I am neither monetary economist nor central banker. But a Fed that has lost its stomach to take an economic slowdown is increasingly one that the markets have no respect for.
Clearly, I spoke too soon. The exuberance is not gone from the market, it is in fact being stoked by the Fed ("Cheering Greets Fed Announcement"). I find myself to be a rather curious situation. I personally want a significant interest rate cut because it will be good for my portfolio, but I am against it in principle. I am probably not the only one feeling really mixed here. Even as the markets record the highest one-day jump in years, 2/3 of Financial Times readers are against the half-point cut.
Poor Growth or Poor Policies?
Over the past decade, the Fed has given the impression that it fears economic slowdowns more than it fears bad policies - a willingness to stomach all kinds of economic imbalances to promote growth. In 1998, it cut interest rates and organised a bailout on LTCM. In 2001, it slashed interest rates aggressively to contain the fallout from dot-com bubble.
Listen to what the Fed actually said - "Today’s action is intended to help forestall some of the adverse effects on the broader economy that might otherwise arise from the disruptions in financial markets and to promote moderate growth over time."
The disruption in the financial markets stemmed from the burst of the US housing bubble, a real problem created by excessively low interest rates and excessively high liquidity. Yet, in a reverse of logic, we are now hearing the Fed say that the interest rate cut is necessary to prevent the financial markets from hurting the real economy.
Whatever the problem, the solution is always the same: interest rate cut (the so-called Greenspan Put). It does not matter what the root of the problem is, such as excess liquidity in the housing sector. The Fed solution is always the same - more liquidity to ease a problem created by excess liquidity.

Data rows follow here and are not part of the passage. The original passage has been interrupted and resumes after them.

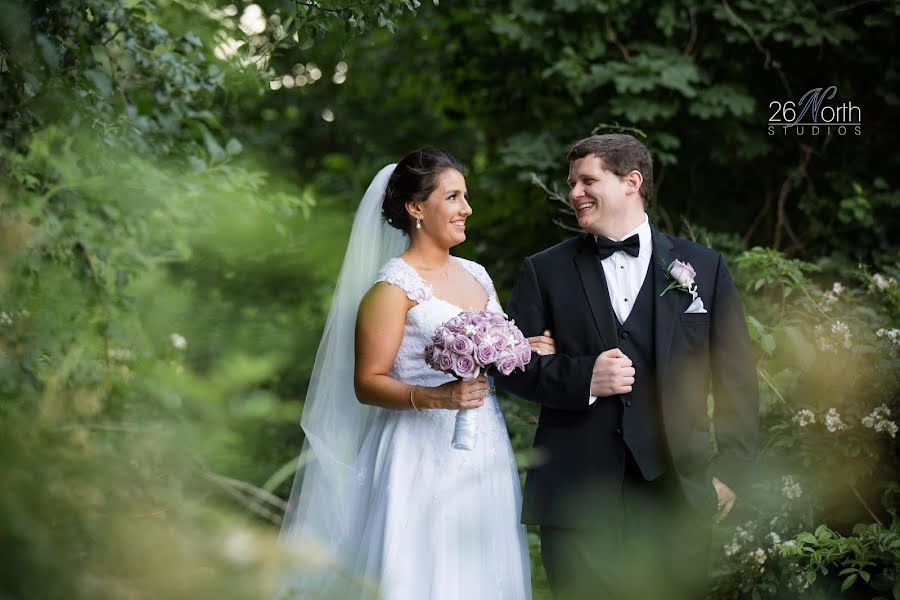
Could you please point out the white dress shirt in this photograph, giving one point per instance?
(625, 274)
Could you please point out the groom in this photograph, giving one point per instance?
(630, 478)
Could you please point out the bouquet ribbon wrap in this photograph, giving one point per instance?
(472, 343)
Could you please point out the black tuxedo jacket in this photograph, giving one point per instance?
(563, 289)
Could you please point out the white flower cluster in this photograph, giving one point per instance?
(828, 339)
(833, 421)
(790, 488)
(833, 294)
(804, 417)
(178, 341)
(893, 335)
(741, 536)
(878, 420)
(759, 555)
(881, 282)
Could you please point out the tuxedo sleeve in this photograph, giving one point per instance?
(558, 381)
(734, 384)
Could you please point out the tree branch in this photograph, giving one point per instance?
(769, 60)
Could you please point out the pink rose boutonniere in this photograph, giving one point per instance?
(681, 277)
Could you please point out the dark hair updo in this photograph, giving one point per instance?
(413, 180)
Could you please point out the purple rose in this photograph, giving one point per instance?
(506, 363)
(501, 341)
(464, 366)
(524, 355)
(447, 340)
(682, 272)
(455, 325)
(462, 345)
(445, 361)
(485, 354)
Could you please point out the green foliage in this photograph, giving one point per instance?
(177, 180)
(871, 549)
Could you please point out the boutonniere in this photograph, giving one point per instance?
(681, 277)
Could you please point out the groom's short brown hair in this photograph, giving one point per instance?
(621, 154)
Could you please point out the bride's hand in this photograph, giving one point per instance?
(542, 345)
(457, 395)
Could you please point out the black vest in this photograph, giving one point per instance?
(641, 416)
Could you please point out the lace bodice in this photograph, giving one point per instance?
(429, 313)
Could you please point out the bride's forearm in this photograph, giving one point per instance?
(387, 392)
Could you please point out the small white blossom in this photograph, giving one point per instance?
(833, 421)
(239, 547)
(823, 342)
(893, 335)
(178, 341)
(885, 426)
(790, 488)
(759, 555)
(878, 420)
(841, 333)
(828, 339)
(882, 283)
(804, 417)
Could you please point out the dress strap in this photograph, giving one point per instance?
(397, 272)
(481, 274)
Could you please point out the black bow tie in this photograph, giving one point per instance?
(606, 247)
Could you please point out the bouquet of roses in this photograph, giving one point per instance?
(472, 342)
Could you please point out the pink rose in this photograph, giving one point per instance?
(462, 345)
(464, 366)
(445, 361)
(683, 273)
(485, 354)
(455, 325)
(447, 340)
(506, 363)
(524, 355)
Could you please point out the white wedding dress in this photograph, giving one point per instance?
(382, 506)
(432, 522)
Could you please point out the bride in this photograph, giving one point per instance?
(382, 501)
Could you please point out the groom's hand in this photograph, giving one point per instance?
(613, 374)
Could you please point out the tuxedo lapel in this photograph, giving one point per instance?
(670, 306)
(594, 283)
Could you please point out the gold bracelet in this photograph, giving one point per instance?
(416, 408)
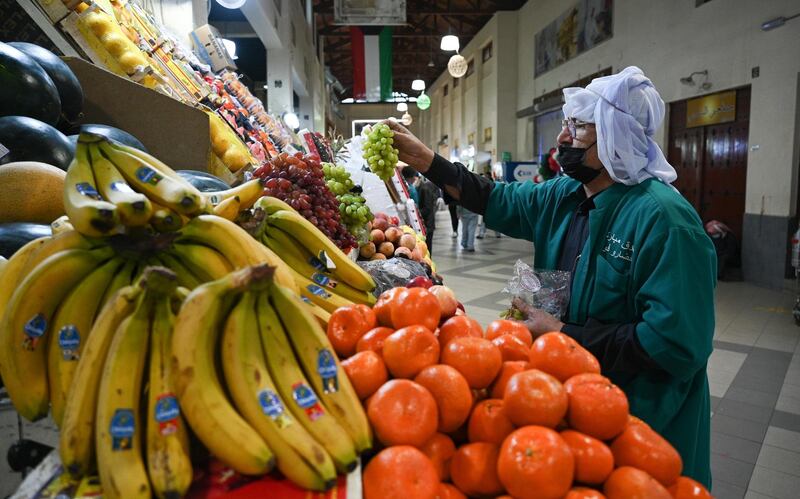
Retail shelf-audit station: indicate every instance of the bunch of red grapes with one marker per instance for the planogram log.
(299, 181)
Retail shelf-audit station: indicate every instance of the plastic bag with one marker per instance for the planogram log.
(547, 290)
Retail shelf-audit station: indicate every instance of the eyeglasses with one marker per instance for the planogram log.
(574, 125)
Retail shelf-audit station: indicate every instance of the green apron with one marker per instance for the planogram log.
(647, 261)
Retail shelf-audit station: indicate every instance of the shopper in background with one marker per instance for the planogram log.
(643, 268)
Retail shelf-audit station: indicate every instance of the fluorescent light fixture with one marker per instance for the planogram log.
(230, 46)
(449, 43)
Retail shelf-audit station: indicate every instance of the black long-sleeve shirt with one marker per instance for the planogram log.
(616, 346)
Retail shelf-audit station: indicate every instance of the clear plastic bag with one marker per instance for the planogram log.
(547, 290)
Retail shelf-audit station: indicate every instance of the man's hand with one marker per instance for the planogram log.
(412, 151)
(538, 321)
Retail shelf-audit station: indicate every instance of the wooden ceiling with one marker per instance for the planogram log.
(414, 45)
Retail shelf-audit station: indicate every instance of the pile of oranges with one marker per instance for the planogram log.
(463, 412)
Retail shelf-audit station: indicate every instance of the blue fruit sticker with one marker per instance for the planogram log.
(122, 429)
(272, 406)
(148, 175)
(328, 371)
(87, 190)
(69, 340)
(34, 329)
(166, 413)
(306, 399)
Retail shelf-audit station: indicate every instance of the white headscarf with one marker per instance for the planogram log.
(626, 110)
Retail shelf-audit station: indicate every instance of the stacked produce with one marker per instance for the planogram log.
(379, 151)
(465, 412)
(300, 182)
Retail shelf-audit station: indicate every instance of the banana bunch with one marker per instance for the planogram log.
(290, 404)
(325, 276)
(111, 188)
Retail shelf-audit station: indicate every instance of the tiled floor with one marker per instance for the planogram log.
(754, 372)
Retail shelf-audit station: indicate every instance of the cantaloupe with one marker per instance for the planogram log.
(31, 192)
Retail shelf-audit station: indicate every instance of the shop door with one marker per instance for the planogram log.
(711, 162)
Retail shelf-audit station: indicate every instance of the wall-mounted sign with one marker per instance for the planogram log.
(711, 109)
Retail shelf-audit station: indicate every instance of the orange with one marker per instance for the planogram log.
(366, 372)
(373, 340)
(593, 459)
(347, 325)
(511, 348)
(627, 482)
(474, 469)
(451, 392)
(641, 447)
(385, 303)
(440, 450)
(476, 358)
(409, 350)
(509, 368)
(535, 398)
(559, 355)
(686, 488)
(597, 407)
(458, 327)
(402, 413)
(400, 472)
(489, 422)
(416, 306)
(500, 327)
(535, 463)
(447, 491)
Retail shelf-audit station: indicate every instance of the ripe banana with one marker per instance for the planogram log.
(168, 462)
(134, 207)
(28, 316)
(86, 209)
(119, 429)
(293, 386)
(321, 365)
(319, 245)
(299, 457)
(202, 399)
(70, 330)
(76, 444)
(206, 263)
(144, 177)
(228, 208)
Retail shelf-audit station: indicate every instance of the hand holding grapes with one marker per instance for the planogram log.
(411, 150)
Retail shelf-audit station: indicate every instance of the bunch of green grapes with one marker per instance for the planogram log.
(337, 178)
(379, 151)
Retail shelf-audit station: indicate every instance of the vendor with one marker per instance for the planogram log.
(643, 268)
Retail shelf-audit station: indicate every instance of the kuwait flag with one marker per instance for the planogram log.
(372, 63)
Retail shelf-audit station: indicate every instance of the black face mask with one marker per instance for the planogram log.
(572, 163)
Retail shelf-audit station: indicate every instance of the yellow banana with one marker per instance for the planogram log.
(293, 386)
(71, 326)
(249, 192)
(206, 263)
(165, 190)
(202, 399)
(134, 207)
(321, 365)
(319, 245)
(168, 463)
(86, 209)
(28, 317)
(299, 457)
(77, 437)
(119, 430)
(228, 208)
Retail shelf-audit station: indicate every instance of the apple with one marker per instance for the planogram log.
(447, 300)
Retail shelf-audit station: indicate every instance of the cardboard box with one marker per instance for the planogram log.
(173, 132)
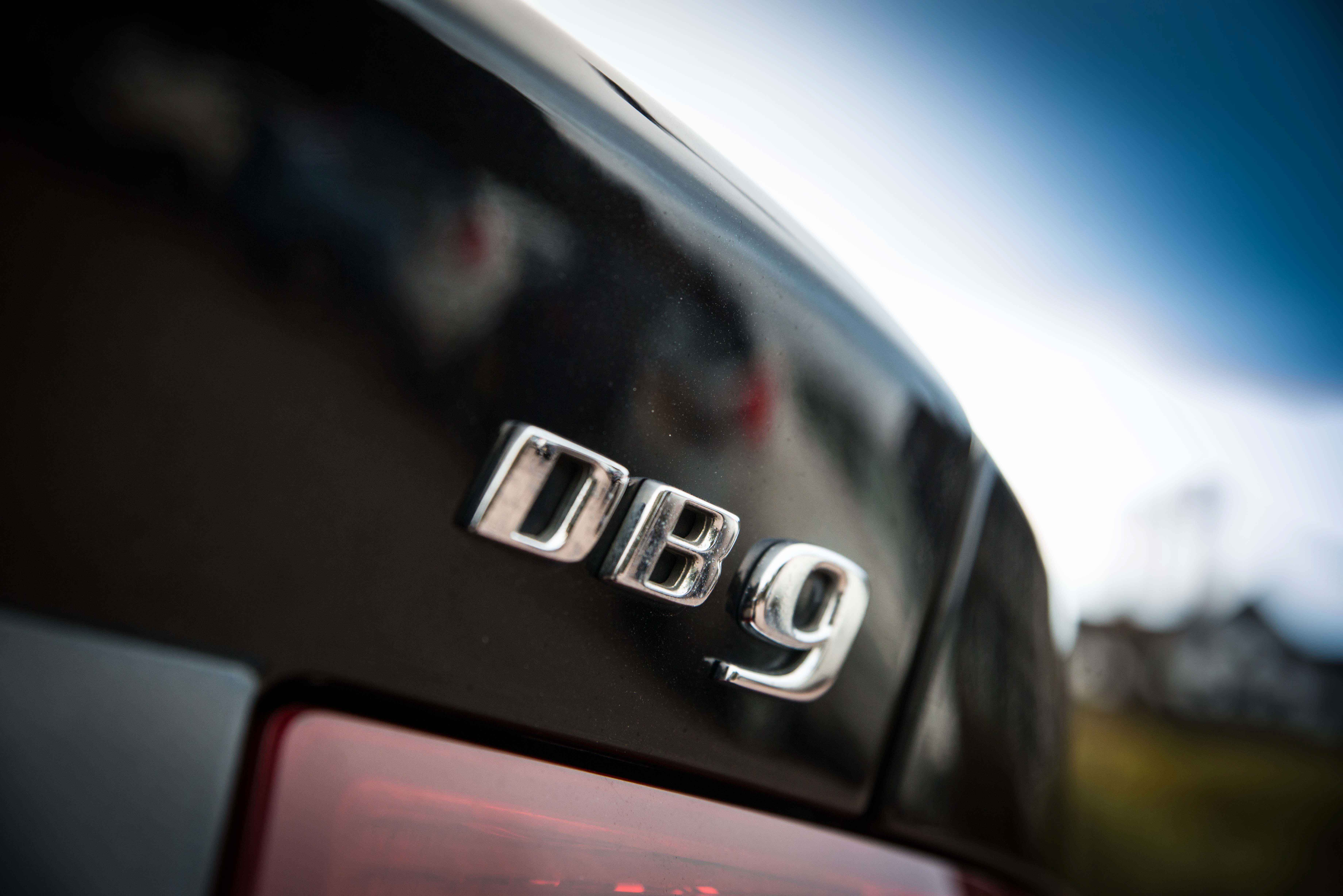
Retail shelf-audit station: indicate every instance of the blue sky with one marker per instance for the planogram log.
(1113, 228)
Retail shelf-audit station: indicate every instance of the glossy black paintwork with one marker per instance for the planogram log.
(984, 757)
(275, 276)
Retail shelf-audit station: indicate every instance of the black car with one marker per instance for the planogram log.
(429, 469)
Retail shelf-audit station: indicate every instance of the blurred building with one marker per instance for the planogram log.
(1224, 670)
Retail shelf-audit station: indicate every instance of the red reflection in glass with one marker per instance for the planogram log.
(353, 808)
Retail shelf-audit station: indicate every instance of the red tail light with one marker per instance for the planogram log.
(351, 808)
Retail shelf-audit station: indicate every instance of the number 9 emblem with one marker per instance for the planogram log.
(805, 598)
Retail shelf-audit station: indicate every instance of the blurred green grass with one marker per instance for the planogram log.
(1166, 808)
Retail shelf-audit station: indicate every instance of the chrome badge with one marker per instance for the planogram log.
(531, 502)
(553, 498)
(671, 545)
(805, 598)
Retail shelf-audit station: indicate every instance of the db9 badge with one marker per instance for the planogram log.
(542, 494)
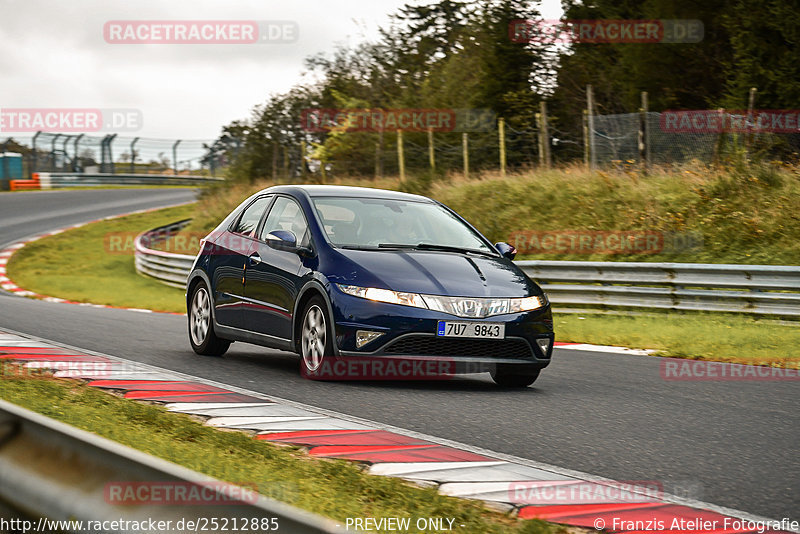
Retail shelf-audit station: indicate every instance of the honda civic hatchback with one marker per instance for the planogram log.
(367, 284)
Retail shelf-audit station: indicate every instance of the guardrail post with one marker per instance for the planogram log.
(64, 150)
(133, 155)
(34, 155)
(5, 179)
(175, 156)
(53, 152)
(76, 162)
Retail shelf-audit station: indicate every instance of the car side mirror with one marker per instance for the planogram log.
(282, 240)
(506, 250)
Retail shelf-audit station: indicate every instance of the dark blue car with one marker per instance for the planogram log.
(367, 284)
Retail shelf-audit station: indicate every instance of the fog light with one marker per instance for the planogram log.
(544, 345)
(365, 336)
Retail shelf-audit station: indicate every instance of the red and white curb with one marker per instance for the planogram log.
(8, 285)
(456, 469)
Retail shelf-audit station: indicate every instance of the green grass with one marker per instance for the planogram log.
(333, 488)
(699, 336)
(94, 263)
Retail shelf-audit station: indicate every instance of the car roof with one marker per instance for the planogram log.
(345, 191)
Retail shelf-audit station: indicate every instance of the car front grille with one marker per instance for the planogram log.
(420, 345)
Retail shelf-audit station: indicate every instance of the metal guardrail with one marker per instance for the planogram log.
(167, 267)
(52, 180)
(51, 470)
(756, 289)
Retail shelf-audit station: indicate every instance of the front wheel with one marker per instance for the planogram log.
(508, 376)
(201, 326)
(316, 340)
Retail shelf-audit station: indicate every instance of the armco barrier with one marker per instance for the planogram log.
(51, 180)
(51, 470)
(757, 289)
(167, 267)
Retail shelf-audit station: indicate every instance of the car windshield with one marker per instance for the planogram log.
(381, 223)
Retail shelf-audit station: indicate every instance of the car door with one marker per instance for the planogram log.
(272, 278)
(229, 262)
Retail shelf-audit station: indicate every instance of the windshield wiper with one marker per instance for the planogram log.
(358, 247)
(441, 248)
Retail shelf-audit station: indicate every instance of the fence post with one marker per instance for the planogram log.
(465, 149)
(586, 138)
(644, 138)
(175, 157)
(718, 146)
(501, 132)
(275, 162)
(590, 126)
(379, 155)
(545, 133)
(431, 152)
(751, 101)
(539, 142)
(401, 160)
(303, 159)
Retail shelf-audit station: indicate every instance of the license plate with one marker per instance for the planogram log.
(479, 330)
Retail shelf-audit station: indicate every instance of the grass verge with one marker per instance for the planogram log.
(333, 488)
(94, 263)
(697, 336)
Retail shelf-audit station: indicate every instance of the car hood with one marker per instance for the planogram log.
(434, 273)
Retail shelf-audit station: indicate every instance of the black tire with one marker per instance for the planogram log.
(202, 337)
(514, 377)
(316, 341)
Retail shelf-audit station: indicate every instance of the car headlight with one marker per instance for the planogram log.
(384, 295)
(458, 306)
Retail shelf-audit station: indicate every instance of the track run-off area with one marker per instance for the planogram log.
(729, 443)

I am neither monetary economist nor central banker. But a Fed that has lost its stomach to take an economic slowdown is increasingly one that the markets have no respect for.
6 Comments:
Bart,
I concur with your idea there was a "Greenspan put". I guess now there is a Bernanke put.
There is a trade off between having a stable sustainble economy vs a fast growing one.
The amount of debt the Americans have taken on is incredible. PIMCO's Bill Gross said the US need to maintain a sufficiently fast growth to just service the debt and a slowdown is simply disastrous. Corporate profits have reached a record high as a % of GDP but wage growth has been relatively slow. Where did the demand and corporate profits come come from? Consumer debt, remortgaging of houses...etc. A slowdown is not just going to be a slowdown, it will be a disaster. They simply can't stomach this slowdown...prefering to keep the imbalances growing...the lesser of the 2 evils?
I noticed Gold has hit 27 year highs, US$ is at a 15 year low and oil is now $81. The stock market is rising for now but the whole situation does not look healthy - there will be inflation and we are going to have $65 mooncake next year.
The stock market is going to rise and speculation will re-appear, I MUST get out when it is high, I wrote that on my wall STI=4000-4200 start selling and get out. They can't keep pumping money and creating creating one bubble after another (dot.com then housing now the DOW?). Wealth for America can't be a matter of just printing more money....I got a bad feeling about this....tell me when you decide to sell too....
By Lucky Tan, at 5:54 am
Haha, I am not as greedy as you, I am not waiting for STI to reach 4000. Since I bought in on the 17 Aug when STI fell below 3000, I have been winding down my portfolio exposure as the market recovers. I am content to walk away from the last 10-15 per cent of gains in order not to take on the risks.
Every thing jumped on the rate cut - gold, oil, stocks (and also Chinese inflation). USD fell, and very soon, there will be price pressures in the US again. I totally agree with you on the inflation bit.
Back in June, every one was saying that the stock market was frothy. Then came the sharp correction in July-August. Now? Back up there again. STI closing in on 3600 as I write. If it was considered frothy back in June, it surely is worse now since the macro environment has deteriorated.
Fed is giving me a hangover headache.
By Bart JP, at 6:38 am
The environment has deteriorated....inflation. But along with gold, mooncakes, and commodities, the price of stocks is going to inflate too...at least initially....so will corporate profits.
I think I'm going to hold...I'm not greedy, just don't want to kick myself for selling too early.
By Lucky Tan, at 8:04 am
Remember 1987: 20% down in 1 day!
By Bart JP, at 10:19 am
Bart,
Don't scare me leh. You stumbled on one of my all time fav topic, the crash of 1987.
The 20% was due to portforlio insurance?.....I like this explanation better ..the 1987 crash was due to traders' psychology playing out the 1929 crash because they started to see similarities of the conditions between 1929 & 1987 - both happened in October, both crashed 20+%, both happened on Monday,..etc. Many years ago, I read that George Soros got out because someone showed him a chart of 1929 superimposed on 1987, there was a 1 for 1 matching of each turn in the market.
Hopefully I can avoid the crash of 2007 by staying alert.
See this report:
http://www.lope.ca/markets/1987cras
h/1987crash.pdf
By Lucky Tan, at 11:12 am
Thanks Lucky, the article is interesting. But it is really just saying how psychology might affect the market, which I accept.
We are heading into Oct already . . . I am bailing out before that.